Dr. Lode Claes, advocaat, stelt een bijlage: ‘De Vlaamsche stroomingen tegenover de hervorming van den Staat’. 25 Maart 1931 was door de mandatarissen der Vlaamsch-nationale partij in Kamer en Senaat een ‘federaal statuut’ neergelegd, tegen welks inhoud Dr. Claes zich verzet. ‘Men vraagt zich af hoe de meerderheid zou kunnen gevonden worden die dit federaal statuut zou aanvaarden in de Belgische Kamer en den Senaat. Men vraagt zich eveneens af hoe de Brusselsche bevolking, die hier kortweg bij Vlaanderen wordt gerekend, zich hiertegen zou verhouden, al wordt haar stad ook tot de hoofdstad van Vlaanderen uitgeroepen.... De uitbreiding der Brusselsche agglomeratie met haar verfranschenden invloed in Vlaanderen is een van de feiten, die de Vlaamsche middens het sterkst er toe aanzet een federatieve omvorming van den Belgischen Staat na te streven.’ Deze commissie evenwel wijst haar, niet eenstemmig maar in grootst mogelijke meerderheid, af.

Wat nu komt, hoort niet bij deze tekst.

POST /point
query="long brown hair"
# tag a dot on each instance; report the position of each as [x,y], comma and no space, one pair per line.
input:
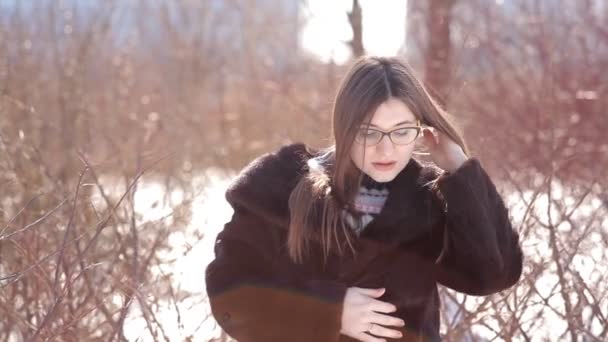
[330,186]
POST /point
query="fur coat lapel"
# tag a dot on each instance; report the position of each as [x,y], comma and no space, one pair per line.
[264,186]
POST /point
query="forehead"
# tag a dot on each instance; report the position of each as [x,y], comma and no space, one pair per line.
[391,112]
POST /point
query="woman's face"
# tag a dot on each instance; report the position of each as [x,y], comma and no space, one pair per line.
[390,115]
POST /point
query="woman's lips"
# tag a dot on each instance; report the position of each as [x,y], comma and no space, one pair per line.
[384,166]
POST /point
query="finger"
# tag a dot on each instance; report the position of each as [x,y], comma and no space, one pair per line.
[368,338]
[380,306]
[385,332]
[386,320]
[372,292]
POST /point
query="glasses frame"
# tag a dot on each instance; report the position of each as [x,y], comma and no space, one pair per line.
[418,128]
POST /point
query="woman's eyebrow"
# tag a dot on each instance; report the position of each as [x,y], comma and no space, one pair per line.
[395,125]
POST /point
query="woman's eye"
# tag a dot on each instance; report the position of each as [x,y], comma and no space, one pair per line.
[403,132]
[366,133]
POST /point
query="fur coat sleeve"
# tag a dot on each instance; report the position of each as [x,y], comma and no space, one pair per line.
[481,250]
[249,299]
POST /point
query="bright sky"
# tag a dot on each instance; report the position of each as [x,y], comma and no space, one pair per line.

‘De vorming van het Vlaamsche volk tot een bewuste en politiek ageerende eenheid, ook tot een eenheid met het Dietsche volk uit Nederland, is volop aan gang. Zal deze nationale kracht de eenheid van den bestaanden Staat verbreken? Zelfs deze vraag is moeilijk te beantwoorden. Een zekere politieke zelfstandigheid is echter voor de vorming van het Vlaamsche volk tot een eenheid een onontkoombare noodzakelijkheid. Dit beteekent echter geenszins een verbreken van de internationale eenheid van België. Het is zelfs waarschijnlijk dat de
| |
| |
verdere groeikracht van Vlaanderen en de eenwording met Nederland het behoud van België zullen vergen, en wij zien het bewustzijn bij het rijpen van het politiek denken in Vlaanderen gedurende de laatste jaren reeds veld winnen.’
Dr. Claes kan niet bedoelen dat Nederland en België voortaan een politieke eenheid zullen gaan vormen. Hij moet het in den zin eener beschavingseenheid hebben verstaan.